9. Avoid Complex Batch Prints

Print small batches to reach higher volumes.

In order to print high volumes, many people try filling their build plate completely, printing many parts at the same time and therefore taking 1-2 days per print.

We have found some problems with this approach:

  1. Reduced part quality due to strings and blobs from thousands of retractions.
  2. If one part fails, then the whole batch can get ruined
  3. Excessively complex first layers are hard to print reliably.
  4. You cannot stop a print halfway through without ruining the batch.

Our solution to printing higher volumes was to print small batches of 4 – 9 parts. Most slicers allow you to print sequentially so that one model completely finishes before moving on to the next one.

There are several benefits to this approach as opposed to batch printing:

  1. Less chance of defects and print failures since the nozzle doesn’t cross over partially printed parts.
  2. Smoother prints because of fewer retractions.
  3. Easier to slice. There’s no need to pack parts as efficiently as possible, and there is more flexibility with part orientation.
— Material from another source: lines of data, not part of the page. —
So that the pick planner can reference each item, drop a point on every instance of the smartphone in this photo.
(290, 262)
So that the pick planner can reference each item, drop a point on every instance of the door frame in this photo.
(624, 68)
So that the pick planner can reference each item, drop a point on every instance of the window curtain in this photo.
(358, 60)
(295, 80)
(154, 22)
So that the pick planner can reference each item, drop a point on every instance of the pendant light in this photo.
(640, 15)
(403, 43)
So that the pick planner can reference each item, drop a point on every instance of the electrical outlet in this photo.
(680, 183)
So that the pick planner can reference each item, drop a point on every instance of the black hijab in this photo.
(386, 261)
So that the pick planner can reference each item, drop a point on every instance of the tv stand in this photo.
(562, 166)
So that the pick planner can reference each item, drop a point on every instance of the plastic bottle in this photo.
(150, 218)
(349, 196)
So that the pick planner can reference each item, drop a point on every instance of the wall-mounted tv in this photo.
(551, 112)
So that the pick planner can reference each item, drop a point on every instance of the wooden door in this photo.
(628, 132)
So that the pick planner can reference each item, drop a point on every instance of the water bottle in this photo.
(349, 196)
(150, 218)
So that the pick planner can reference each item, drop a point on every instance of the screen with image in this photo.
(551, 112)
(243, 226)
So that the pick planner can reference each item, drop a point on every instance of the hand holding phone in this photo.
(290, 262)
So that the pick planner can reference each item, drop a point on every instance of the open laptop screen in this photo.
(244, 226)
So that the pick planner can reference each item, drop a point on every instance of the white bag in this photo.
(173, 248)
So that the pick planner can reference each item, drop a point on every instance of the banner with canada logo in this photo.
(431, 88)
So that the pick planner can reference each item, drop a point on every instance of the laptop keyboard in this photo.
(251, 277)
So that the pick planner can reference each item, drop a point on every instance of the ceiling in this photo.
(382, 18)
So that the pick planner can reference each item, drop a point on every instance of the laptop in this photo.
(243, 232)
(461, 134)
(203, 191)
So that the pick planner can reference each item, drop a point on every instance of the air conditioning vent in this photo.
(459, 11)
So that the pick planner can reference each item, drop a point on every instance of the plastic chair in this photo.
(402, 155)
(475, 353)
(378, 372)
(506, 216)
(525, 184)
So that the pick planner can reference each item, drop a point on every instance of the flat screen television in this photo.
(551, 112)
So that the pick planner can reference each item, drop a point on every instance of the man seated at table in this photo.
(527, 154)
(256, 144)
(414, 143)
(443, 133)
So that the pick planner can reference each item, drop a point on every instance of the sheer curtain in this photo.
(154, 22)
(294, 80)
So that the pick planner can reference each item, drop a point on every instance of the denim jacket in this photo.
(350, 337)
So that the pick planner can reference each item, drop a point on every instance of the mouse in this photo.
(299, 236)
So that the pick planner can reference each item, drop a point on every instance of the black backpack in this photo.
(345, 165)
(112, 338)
10. Standardize Your Filament

Offering too many filament colors is not always the best option.

Offering many filament colors may sound like fun, but in practice, it is incredibly inefficient! We used to offer a product in many different colors, but we quickly realized that for each different color, we would have to go through the slicing optimization process as each material was printed at different temperatures.

Once we realized how much time was being wasted with this process, we decided to limit ourselves to a few popular colors and to buy 100 spools of bulk filament at a time (even if you buy 5 – 10 kg at a time, you’ll see improvements).